His fury is poured out] A common figure, particularly in Jer., e.g. Jeremiah 7:20, Jeremiah 42:18, Jeremiah 44:6; cf. 2 Chronicles 12:7; 2 Chronicles 34:21; 2 Chronicles 34:25; and Daniel 9:11; Daniel 9:27. The expression “poured out like” may mean, is poured out and acts like fire, or the idea may be that of a fiery stream; Isaiah 30:33, “the breath of the Lord, like a stream of brimstone, doth kindle it.”

rocks are thrown down] or, rent in pieces. The word is used of throwing down an altar, Jdg 6:30, beating down a tower, Jdg 8:17, high places, city walls and cities themselves, 2 Kings 23:8; 2 Kings 25:10; Jeremiah 39:8; Jeremiah 4:26. The rending of the rocks is not ascribed to the fire but to Jehovah Himself (by Him, lit. from Him, because of Him); but several writers have suggested by it. The second half of Nahum 1:6 continues the idea of the first half, the impossibility of standing before His anger: it is a flood of fire.

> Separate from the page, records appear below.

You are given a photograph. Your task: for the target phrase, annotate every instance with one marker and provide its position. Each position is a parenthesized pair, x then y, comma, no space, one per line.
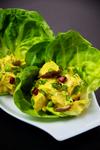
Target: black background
(61,15)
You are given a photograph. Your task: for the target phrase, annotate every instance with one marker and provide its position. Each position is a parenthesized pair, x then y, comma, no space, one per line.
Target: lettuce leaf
(20,29)
(36,54)
(70,49)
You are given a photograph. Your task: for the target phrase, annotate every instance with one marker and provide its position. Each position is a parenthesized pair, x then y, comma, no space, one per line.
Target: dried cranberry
(17,63)
(12,80)
(62,79)
(35,91)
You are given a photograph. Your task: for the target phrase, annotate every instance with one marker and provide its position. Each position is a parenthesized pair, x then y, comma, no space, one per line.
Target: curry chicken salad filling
(9,67)
(58,91)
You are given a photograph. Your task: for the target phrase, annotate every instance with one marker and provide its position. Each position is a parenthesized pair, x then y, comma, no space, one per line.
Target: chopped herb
(59,86)
(50,104)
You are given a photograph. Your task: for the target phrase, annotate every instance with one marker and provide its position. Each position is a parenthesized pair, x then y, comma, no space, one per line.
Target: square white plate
(60,129)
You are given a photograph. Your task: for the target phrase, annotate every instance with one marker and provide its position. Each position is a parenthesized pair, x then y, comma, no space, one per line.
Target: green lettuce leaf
(70,49)
(36,54)
(22,95)
(20,29)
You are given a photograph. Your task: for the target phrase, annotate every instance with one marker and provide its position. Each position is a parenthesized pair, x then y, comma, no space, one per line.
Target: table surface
(61,15)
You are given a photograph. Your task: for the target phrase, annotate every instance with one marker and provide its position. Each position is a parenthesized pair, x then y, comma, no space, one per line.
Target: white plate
(60,129)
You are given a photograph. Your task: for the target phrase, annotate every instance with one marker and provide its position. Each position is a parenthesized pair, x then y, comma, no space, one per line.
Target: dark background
(61,15)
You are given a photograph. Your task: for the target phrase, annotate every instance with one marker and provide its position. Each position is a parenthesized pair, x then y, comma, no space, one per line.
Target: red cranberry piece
(62,79)
(12,80)
(35,91)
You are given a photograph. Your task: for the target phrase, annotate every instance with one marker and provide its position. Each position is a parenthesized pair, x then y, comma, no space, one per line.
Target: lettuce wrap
(68,71)
(19,30)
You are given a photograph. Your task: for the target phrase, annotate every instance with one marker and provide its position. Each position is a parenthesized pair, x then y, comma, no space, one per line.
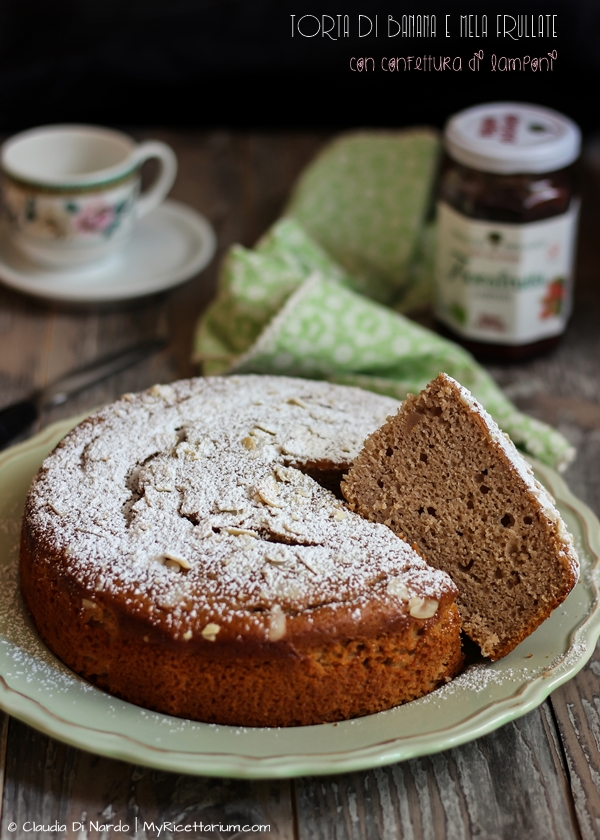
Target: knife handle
(15,419)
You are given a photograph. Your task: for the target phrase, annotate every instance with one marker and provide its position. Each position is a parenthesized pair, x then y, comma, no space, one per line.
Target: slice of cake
(442,475)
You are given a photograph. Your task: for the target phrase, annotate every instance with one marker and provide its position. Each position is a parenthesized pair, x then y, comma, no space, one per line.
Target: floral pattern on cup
(59,217)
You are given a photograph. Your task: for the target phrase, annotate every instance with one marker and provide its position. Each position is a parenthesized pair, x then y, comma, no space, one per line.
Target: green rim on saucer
(39,690)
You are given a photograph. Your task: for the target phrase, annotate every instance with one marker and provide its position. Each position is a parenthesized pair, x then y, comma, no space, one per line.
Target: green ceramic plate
(37,688)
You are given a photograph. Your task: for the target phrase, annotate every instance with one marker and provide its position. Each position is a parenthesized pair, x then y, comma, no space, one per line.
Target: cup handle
(156,194)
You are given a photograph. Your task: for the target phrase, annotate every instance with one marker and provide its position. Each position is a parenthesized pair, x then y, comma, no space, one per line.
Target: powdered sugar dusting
(191,499)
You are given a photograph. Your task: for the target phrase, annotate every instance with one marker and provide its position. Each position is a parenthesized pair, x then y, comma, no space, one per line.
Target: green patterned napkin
(365,199)
(287,307)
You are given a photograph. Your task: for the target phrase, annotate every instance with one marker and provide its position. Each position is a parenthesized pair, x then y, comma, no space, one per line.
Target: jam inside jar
(505,238)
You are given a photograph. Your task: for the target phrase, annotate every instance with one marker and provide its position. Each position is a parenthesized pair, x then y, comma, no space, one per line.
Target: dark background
(233,63)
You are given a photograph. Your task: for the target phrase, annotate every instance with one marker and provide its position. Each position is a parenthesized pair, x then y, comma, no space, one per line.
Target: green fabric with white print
(287,307)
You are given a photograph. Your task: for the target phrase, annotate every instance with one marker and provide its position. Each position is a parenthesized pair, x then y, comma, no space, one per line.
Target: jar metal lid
(512,137)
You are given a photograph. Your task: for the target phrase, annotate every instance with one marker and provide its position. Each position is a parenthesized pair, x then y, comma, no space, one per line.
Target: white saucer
(169,246)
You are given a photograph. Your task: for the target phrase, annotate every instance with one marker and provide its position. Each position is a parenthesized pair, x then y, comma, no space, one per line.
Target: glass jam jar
(507,220)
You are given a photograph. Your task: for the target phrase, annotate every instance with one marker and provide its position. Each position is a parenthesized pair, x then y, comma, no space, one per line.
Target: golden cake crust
(176,553)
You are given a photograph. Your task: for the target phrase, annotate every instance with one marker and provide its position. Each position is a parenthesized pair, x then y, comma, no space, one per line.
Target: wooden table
(538,777)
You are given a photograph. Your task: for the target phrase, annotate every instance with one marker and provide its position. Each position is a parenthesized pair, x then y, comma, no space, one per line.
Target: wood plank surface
(50,784)
(510,784)
(538,777)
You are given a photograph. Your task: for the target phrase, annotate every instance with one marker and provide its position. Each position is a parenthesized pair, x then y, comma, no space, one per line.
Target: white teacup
(72,192)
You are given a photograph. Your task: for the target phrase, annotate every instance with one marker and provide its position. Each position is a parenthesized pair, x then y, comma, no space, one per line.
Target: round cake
(187,549)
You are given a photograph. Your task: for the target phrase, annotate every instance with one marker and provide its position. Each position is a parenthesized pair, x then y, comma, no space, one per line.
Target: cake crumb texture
(442,475)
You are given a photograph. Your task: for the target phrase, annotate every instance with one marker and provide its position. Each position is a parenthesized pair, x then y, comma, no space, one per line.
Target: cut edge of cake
(441,474)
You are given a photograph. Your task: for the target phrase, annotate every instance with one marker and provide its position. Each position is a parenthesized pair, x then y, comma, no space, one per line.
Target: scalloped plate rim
(239,765)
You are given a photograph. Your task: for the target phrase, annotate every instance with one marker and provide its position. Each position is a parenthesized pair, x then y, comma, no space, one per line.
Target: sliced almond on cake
(442,475)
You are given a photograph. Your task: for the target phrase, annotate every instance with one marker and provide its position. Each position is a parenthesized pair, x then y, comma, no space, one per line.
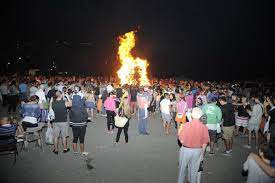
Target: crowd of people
(202,113)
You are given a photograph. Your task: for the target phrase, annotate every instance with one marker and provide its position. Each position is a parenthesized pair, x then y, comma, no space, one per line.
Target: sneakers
(211,154)
(227,153)
(84,153)
(66,150)
(55,152)
(247,146)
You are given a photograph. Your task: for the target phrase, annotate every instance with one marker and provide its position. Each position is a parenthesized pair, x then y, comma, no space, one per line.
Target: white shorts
(253,127)
(241,121)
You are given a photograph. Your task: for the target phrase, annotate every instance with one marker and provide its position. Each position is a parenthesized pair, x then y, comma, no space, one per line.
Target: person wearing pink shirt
(181,108)
(110,107)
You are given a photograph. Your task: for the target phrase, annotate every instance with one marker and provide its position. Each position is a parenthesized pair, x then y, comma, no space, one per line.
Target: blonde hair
(126,108)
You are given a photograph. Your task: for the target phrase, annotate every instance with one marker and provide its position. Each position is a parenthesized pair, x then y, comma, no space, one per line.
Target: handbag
(120,121)
(49,136)
(180,118)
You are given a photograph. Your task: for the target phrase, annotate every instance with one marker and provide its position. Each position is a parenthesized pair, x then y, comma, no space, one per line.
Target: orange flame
(129,64)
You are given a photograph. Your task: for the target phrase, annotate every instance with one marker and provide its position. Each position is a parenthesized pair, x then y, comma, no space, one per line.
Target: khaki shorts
(60,128)
(228,132)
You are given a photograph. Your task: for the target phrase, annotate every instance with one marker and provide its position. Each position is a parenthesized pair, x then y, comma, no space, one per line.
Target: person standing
(90,103)
(214,116)
(192,149)
(271,130)
(125,111)
(228,124)
(30,112)
(13,98)
(4,91)
(254,121)
(110,107)
(181,108)
(23,91)
(133,99)
(242,116)
(60,124)
(165,108)
(142,104)
(78,118)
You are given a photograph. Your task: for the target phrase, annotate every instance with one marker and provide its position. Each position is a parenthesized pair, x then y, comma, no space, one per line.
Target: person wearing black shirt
(228,124)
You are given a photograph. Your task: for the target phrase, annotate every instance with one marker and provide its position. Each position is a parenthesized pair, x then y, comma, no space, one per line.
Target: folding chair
(33,134)
(8,145)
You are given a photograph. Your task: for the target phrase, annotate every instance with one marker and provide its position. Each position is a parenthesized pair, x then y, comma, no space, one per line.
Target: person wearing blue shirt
(23,91)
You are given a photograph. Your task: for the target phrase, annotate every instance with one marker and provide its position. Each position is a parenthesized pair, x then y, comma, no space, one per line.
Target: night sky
(199,39)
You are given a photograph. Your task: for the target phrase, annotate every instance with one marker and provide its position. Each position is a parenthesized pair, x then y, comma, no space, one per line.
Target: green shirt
(213,113)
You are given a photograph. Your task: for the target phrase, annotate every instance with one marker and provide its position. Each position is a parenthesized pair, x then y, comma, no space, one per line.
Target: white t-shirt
(40,93)
(165,106)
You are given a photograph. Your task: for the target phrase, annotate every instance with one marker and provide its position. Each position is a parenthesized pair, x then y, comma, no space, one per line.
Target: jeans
(110,119)
(125,129)
(189,157)
(13,101)
(142,126)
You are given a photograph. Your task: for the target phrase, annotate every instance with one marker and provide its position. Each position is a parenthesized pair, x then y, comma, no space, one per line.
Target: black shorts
(213,135)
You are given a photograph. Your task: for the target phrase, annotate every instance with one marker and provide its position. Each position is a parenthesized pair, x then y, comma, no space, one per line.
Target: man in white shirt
(33,90)
(254,121)
(165,108)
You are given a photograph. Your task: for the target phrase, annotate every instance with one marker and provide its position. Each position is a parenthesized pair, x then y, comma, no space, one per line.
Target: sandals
(55,152)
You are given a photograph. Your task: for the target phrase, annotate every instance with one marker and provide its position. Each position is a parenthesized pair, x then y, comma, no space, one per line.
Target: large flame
(129,64)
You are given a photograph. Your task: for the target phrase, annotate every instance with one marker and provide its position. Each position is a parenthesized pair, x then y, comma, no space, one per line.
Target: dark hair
(223,98)
(33,98)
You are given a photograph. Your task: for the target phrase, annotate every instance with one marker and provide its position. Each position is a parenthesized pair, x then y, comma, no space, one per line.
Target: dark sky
(200,39)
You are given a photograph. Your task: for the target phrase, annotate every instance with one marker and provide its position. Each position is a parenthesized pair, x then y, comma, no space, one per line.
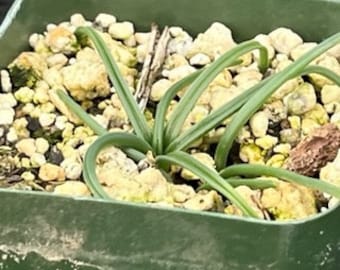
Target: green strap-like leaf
(130,105)
(195,90)
(259,98)
(251,170)
(162,107)
(82,115)
(216,117)
(118,139)
(253,183)
(211,121)
(329,74)
(210,176)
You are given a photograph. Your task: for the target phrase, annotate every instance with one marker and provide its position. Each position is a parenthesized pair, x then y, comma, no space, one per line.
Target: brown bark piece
(314,151)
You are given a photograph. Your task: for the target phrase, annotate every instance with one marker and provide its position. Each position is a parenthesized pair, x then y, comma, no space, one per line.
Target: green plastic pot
(54,232)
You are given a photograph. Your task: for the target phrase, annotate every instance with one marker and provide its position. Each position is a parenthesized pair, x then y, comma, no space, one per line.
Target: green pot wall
(74,233)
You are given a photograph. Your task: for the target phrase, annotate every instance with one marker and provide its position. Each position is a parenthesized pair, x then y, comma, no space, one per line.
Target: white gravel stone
(77,20)
(41,145)
(259,123)
(121,30)
(24,95)
(5,80)
(7,101)
(37,160)
(142,38)
(72,168)
(50,27)
(46,119)
(51,172)
(27,176)
(26,146)
(200,59)
(33,39)
(72,188)
(6,116)
(105,20)
(12,135)
(60,122)
(58,60)
(102,120)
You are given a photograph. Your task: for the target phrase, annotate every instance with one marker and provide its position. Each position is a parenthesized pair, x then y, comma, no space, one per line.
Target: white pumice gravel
(73,169)
(41,145)
(51,142)
(37,160)
(46,119)
(51,172)
(121,30)
(26,146)
(5,80)
(7,116)
(72,188)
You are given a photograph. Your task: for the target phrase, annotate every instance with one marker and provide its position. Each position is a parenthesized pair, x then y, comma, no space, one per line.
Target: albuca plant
(168,144)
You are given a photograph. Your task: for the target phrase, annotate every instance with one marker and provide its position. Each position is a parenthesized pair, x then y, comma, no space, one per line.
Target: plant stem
(209,176)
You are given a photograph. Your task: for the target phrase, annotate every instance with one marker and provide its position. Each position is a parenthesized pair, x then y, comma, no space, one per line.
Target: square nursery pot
(44,231)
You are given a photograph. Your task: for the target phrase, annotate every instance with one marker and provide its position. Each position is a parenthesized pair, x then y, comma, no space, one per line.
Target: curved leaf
(251,170)
(210,176)
(130,105)
(258,99)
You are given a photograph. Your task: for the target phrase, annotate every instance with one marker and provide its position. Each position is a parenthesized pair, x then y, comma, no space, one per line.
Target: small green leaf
(260,97)
(210,176)
(130,105)
(195,90)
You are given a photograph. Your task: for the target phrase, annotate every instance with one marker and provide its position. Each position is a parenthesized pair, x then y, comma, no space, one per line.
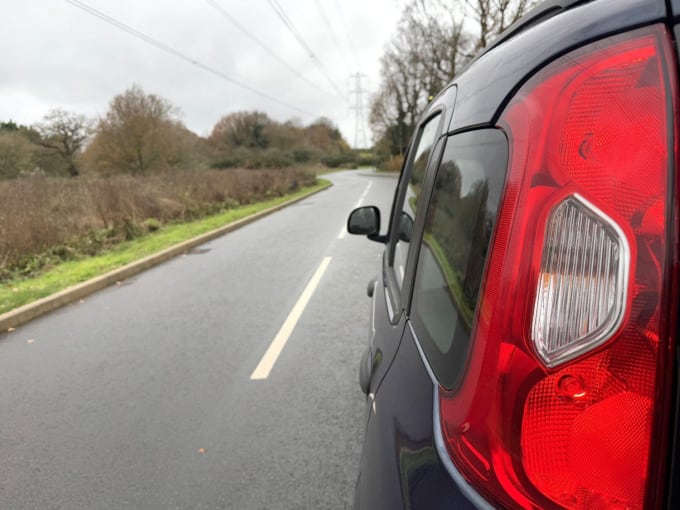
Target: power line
(168,49)
(344,24)
(281,13)
(262,45)
(359,121)
(332,32)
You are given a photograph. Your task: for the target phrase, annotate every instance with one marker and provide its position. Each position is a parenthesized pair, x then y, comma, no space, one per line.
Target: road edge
(42,306)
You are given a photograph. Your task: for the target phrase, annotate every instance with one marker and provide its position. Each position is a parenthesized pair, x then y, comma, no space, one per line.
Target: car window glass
(404,222)
(458,227)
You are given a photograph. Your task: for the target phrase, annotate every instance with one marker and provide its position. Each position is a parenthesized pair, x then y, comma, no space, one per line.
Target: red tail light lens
(567,378)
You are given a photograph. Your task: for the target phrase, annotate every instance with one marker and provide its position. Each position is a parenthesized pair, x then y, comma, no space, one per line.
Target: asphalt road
(141,396)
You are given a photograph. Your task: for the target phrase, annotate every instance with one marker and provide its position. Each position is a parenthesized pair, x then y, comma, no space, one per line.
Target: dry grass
(45,219)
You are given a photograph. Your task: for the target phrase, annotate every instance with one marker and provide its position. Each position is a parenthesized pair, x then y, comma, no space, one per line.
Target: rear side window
(460,220)
(405,221)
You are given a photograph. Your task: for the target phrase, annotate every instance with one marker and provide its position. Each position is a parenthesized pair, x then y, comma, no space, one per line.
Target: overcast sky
(55,55)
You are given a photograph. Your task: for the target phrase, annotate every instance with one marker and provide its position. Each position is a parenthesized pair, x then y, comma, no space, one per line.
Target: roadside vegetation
(57,273)
(434,41)
(76,191)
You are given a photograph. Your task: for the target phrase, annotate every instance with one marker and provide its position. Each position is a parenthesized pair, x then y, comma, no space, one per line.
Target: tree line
(434,40)
(143,133)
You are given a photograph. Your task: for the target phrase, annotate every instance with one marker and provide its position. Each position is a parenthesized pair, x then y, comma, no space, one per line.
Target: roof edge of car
(542,11)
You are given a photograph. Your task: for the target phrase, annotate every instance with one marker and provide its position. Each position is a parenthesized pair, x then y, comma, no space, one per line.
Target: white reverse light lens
(581,294)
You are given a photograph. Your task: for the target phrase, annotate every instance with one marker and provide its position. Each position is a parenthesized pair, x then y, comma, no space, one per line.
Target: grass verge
(16,293)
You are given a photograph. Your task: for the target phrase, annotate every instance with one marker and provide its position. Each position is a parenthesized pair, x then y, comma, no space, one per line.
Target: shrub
(43,219)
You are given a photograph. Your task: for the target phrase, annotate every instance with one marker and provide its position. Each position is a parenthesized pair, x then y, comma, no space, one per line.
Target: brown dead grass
(43,219)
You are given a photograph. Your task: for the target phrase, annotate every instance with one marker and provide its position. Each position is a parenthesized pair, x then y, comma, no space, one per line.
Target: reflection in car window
(458,228)
(408,213)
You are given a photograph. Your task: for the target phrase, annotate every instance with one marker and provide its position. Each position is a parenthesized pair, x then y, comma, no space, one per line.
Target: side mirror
(364,221)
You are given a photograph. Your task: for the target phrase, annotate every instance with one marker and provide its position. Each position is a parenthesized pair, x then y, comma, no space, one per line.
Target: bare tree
(139,133)
(242,129)
(430,47)
(494,16)
(64,133)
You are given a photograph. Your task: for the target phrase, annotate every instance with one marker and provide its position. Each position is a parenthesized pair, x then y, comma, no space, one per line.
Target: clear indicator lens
(581,291)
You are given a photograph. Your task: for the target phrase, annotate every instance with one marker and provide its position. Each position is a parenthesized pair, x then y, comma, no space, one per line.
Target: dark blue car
(524,331)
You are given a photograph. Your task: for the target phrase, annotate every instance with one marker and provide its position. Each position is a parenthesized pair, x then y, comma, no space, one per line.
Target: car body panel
(504,69)
(404,463)
(400,429)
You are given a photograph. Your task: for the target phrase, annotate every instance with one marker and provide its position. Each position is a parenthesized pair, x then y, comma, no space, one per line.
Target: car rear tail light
(582,282)
(564,403)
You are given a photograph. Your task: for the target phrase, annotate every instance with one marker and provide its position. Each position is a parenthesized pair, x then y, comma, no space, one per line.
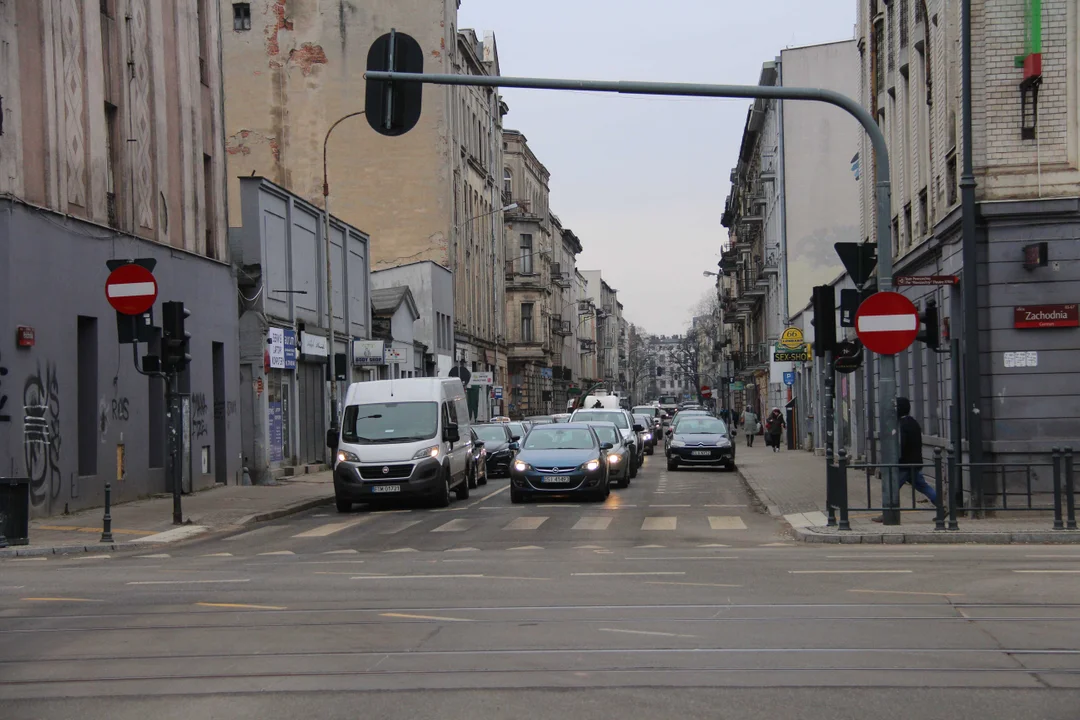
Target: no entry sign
(887,323)
(131,289)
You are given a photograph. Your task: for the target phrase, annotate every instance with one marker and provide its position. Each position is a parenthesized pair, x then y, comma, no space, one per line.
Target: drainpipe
(969,250)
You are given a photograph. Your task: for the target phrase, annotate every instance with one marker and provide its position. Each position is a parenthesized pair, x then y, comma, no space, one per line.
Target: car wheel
(443,498)
(342,504)
(462,490)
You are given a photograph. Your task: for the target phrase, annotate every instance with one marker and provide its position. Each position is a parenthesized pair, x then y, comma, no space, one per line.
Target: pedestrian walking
(774,426)
(910,452)
(750,425)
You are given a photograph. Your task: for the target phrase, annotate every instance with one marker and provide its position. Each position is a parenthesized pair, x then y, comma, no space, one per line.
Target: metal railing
(953,498)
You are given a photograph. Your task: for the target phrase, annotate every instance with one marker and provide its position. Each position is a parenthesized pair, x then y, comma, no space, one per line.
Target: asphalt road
(675,598)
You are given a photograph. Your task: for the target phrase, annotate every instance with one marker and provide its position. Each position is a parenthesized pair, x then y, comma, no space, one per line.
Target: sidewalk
(791,484)
(149,522)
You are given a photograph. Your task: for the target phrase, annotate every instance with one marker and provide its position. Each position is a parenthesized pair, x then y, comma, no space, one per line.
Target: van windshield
(390,422)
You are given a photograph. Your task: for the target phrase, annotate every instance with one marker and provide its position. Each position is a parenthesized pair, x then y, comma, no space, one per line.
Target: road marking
(1050,572)
(726,522)
(841,572)
(239,606)
(525,522)
(943,595)
(599,574)
(663,635)
(437,617)
(592,524)
(454,526)
(412,576)
(660,582)
(61,600)
(403,526)
(187,582)
(331,528)
(659,524)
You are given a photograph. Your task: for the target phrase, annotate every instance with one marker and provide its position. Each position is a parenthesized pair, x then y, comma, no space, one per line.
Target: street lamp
(329,276)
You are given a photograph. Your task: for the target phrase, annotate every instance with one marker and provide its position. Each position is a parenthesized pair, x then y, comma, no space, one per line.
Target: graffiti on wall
(199,415)
(41,433)
(3,396)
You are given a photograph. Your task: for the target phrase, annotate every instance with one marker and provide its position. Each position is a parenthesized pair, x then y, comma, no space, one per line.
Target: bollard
(954,487)
(841,489)
(940,488)
(1070,517)
(1056,458)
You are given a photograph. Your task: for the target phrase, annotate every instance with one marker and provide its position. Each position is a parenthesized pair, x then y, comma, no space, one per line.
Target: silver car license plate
(387,488)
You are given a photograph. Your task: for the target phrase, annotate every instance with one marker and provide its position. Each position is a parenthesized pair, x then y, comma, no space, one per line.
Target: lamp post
(329,275)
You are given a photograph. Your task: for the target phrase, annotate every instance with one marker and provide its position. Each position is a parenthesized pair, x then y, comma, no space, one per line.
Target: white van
(402,438)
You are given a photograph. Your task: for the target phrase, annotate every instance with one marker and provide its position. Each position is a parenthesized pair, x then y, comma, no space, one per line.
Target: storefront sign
(313,344)
(368,352)
(1031,316)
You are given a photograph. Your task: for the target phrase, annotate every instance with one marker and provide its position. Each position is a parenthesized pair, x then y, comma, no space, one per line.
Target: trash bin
(15,511)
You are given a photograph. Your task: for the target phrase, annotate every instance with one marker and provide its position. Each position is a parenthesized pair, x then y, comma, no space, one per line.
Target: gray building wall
(280,249)
(61,425)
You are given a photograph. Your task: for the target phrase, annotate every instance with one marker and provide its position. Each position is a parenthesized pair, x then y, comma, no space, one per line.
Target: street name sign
(887,323)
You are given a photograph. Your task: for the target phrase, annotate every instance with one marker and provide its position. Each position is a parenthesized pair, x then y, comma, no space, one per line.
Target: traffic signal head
(175,340)
(929,331)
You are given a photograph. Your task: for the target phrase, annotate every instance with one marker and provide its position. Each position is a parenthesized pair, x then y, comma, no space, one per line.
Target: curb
(26,551)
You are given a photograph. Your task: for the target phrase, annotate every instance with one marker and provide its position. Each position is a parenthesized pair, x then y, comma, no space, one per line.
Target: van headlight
(345,456)
(427,452)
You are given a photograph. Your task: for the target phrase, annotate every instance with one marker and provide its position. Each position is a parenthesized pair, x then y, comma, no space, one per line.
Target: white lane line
(659,524)
(331,528)
(412,576)
(397,528)
(525,522)
(661,635)
(848,572)
(613,574)
(726,522)
(942,595)
(436,617)
(187,582)
(454,526)
(592,524)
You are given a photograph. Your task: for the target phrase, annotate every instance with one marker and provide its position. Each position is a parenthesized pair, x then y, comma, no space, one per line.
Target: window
(241,16)
(526,322)
(526,254)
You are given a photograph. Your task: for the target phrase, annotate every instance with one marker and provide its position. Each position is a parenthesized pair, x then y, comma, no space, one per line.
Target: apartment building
(111,147)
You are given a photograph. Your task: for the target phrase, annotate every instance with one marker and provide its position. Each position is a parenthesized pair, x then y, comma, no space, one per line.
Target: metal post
(940,487)
(841,489)
(1056,459)
(1070,506)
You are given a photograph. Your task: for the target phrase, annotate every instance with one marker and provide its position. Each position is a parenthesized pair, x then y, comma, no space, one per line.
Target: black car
(699,439)
(565,459)
(497,443)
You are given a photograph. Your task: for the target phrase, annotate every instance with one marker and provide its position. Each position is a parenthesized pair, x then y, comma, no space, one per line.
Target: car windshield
(559,438)
(491,433)
(607,434)
(701,424)
(390,422)
(605,416)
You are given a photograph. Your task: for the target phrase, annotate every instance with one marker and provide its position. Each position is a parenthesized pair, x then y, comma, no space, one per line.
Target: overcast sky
(643,180)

Verse 6. - Who can stand? (Psalm 76:7; Joel 2:11; Malachi 3:2; comp. Revelation 6:17). His fury is poured out like fire (Deuteronomy 4:24); like the brimstone and fire that destroyed Sodom and Gomorrah (Genesis 19:24), or like the molten lava that issues from a volcano (Jeremiah 7:20). Septuagint (reading differently), ὁ θυμὸς αὐτοῦ τήκει ἀρχάς: consumit principatus (Jerome). Are thrown down; rather, are rent asunder (comp. 1 Kings 19:11; Jeremiah 23:29). If such is the power of God, how shall Assyria resist it? Nahum 1:6"He threateneth the sea, and drieth it up, and maketh all the rivers dry up. Bashan and Carmel fade, and the blossom of Lebanon fadeth. Nahum 1:5. Mountains shake before Him, and the hills melt away; the earth heaveth before Him, and the globe, and all the inhabitants thereon. Nahum 1:6. Before His fury who may stand? and who rise up at the burning of His wrath? His burning heat poureth itself out like fire, and the rocks are rent in pieces by Him." In the rebuking of the sea there is an allusion to the drying up of the Red Sea for the Israelites to pass through (cf. Psalm 106:9); but it is generalized here, and extended to every sea and river, which the Almighty can smite in His wrath, and cause to dry up. ויּבּשׁהוּ for וייבּשׁהוּ, the vowelless י of the third pers. being fused into one with the first radical sound, as in ויּדּוּ in Lamentations 3:53 (cf. Ges. 69, Anm. 6, and Ewald 232-3). Bashan, Carmel, and Lebanon are mentioned as very fruitful districts, abounding in a vigorous growth of vegetation and large forests, the productions of which God could suddenly cause to fade and wither in His wrath. Yea more: the mountains tremble and the hills melt away (compare the similar description in Micah 1:4, and the explanation given there). The earth lifts itself, i.e., starts up from its place (cf. Isaiah 13:13), with everything that dwells upon the surface of the globe. תּשּׂא from נשׂא, used intransitively, "to rise," as in Psalm 89:10 and Hosea 13:1; not conclamat s. tollit vocem (J. H. Michaelis, Burk, Strauss). תּבל, lit., the fertile globe, always signifies the whole of the habitable earth, ἡ οἰκουμένη; and יושׁבי בהּ, not merely the men (Ewald), but all living creatures (cf. Joel 1:18, Joel 1:20). No one can stand before such divine wrath, which pours out like consuming fire (Deuteronomy 4:24), and rends rocks in pieces (1 Kings 19:11; Jeremiah 23:29; cf. Jeremiah 10:10; Malachi 3:2).